Barriers to pension consolidation need to be removed, for the benefit of both employers and employees. We estimate that, given a typical individual's employment turnover, up to 10% of all private pension funds have been forgotten or lost or simply left behind, and that the primary reason for this is that pension consolidation is so complex as to be difficult if not impossible to achieve.
The amount "lost" in the Bermuda Triangle of pension funds could amount to thousands of euro per affected private sector worker. It is widely acknowledged that we are in the midst of a pension confidence crisis, in which case policy-makers need to make every effort to ensure that it is as simple and attractive as possible for people to save for their retirement. We need to simplify archaic and complex pension structures to ensure that pension funds are 100% portable.
We urge those driving the pensions agenda to strongly support initiatives that make pension consolidation easier. Employees should be able to transfer between personal pensions, PRSAs, PRBs (Personal Retirement Bonds), occupational schemes and self-employed pensions, without penalties.
Penalties for rule-breakers
A person may consolidate their pension only if the rules of the scheme or schemes in question allow for the pension to be transferred elsewhere. Many schemes, however, apply hefty penalties for the transfer or consolidation of fund balances.
It is not just employees who can suffer as a consequence of the barriers to consolidation. Employers are often faced with having to pay for the administration of ex-employees, who have simply never transferred their fund balances across to their new employer.
Many of the barriers to consolidation are derived from dated practices that are not suited to the current environment. Certain initiatives were introduced when most people were expected to be in the same job with the same pension for more than 20 or 30 years.
Times have changed, however, and the industry needs to transform to reflect modern practices. It is futile to advise people to save for their retirement without driving an agenda for change that supports that.
Due to the way revenue maximum calculations are made, those who change employment late in their career and transfer their pensions to their final employer will lose certain benefits.

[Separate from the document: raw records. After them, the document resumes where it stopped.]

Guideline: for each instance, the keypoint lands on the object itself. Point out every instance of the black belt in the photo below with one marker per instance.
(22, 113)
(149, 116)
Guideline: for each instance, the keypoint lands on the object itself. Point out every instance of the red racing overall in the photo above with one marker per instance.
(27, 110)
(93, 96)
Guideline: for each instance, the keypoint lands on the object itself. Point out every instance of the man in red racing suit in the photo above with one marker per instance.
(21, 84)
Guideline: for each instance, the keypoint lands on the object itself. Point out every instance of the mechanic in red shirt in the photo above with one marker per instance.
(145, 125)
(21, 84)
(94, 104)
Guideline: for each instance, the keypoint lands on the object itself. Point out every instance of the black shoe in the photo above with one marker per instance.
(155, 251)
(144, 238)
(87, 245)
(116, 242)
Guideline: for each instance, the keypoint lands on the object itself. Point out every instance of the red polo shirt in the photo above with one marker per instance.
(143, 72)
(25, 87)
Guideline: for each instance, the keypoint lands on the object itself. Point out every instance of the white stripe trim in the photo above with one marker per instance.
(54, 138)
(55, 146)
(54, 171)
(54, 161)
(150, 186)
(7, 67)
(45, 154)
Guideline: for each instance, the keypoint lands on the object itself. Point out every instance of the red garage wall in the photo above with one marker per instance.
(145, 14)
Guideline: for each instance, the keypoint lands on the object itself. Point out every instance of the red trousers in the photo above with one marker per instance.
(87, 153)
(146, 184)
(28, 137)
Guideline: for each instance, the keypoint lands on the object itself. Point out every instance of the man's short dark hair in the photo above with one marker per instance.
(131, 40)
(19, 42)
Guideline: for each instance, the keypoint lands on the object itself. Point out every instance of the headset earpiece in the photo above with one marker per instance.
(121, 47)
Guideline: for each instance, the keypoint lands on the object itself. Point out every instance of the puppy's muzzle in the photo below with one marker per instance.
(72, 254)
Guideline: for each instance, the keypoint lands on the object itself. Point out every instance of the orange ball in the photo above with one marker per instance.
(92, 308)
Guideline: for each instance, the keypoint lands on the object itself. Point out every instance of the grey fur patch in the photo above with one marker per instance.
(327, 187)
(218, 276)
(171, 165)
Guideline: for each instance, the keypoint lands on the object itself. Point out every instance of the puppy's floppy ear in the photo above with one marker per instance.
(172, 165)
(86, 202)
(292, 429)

Also, there are certain benefits (for example payments in the event of death) related to PRBs, that people wish to retain and therefore avoid consolidating their funds.
The difference in charges can also deter people from consolidating, where an employee is reluctant to move an existing fund to a new fund with a significantly higher charging structure.
Benefits of consolidation
Consolidating various funds into a single pension fund offers a variety of benefits. However, before people switch, they need to know the implications.
Ideally, the industry should work to remove the barriers and obstacles against pension consolidation. However, in reality it would appear that the pensions industry does quite the opposite for the simple reason that, if more pensions were consolidated, there would be fewer individual funds and consequently a smaller market.
People should consolidate for various reasons, including the following: So that they don't lose track of pensions when moving from one employment to another; for ease of assessing if they are on target to meet personal pension and retirement goals; to identify and fill funding gaps; to make pension management less time-consuming in the long run; to ensure asset allocation overall is suitable and the investment strategy is coherent.
Pension consolidation should be more cost-effective. In many cases, it will cost a person more to consolidate their pension funds than to leave them as individual funds and this is what needs to change.
People with multiple pension funds scattered among various providers are much more likely to lose track of their funds. We need to encourage people to manage their funds and not penalise them for doing so.
Currently, consolidating pension funds by switching from one fund to another could erode the fund by thousands of euros.
Examples of some of the barriers to consolidation, which are important considerations for pension-holders, include loyalty bonuses, early termination penalties, guaranteed annuity rates, integrated life cover or additional benefits, final salary pension benefits and Revenue's maximum benefit calculations.
Many facets of the financial services sector are complex by nature and none more so than the pension industry. There is an acute need for measures to be taken to achieve more transparency and efficiency within the sector and complete pension portability is one such measure.
We are calling for systems and procedures to be carefully reviewed which would allow pension-holders across the country to achieve full pension portability.
Fionán O'Sullivan is a director of IFG Corporate Pensions
State may seize unclaimed pensions
The Sunday Tribune revealed in May that the government is considering taking control of unclaimed pension funds.
A state-managed fund would be set up, modeled on the Dormant Accounts Fund which allows money that is unlikely to be reclaimed to be spent on poverty and social deprivation projects, replacing direct expenditure by the exchequer.
"Consideration will be given to the establishment of a state-managed fund into which companies who cannot trace former employees would lodge the accrued benefits," according to the briefing notes drawn up for social protection minister Éamon Ó Cuív.
However, before that, the fund would have to try to trace the pension rights of former employees and scheme trustees.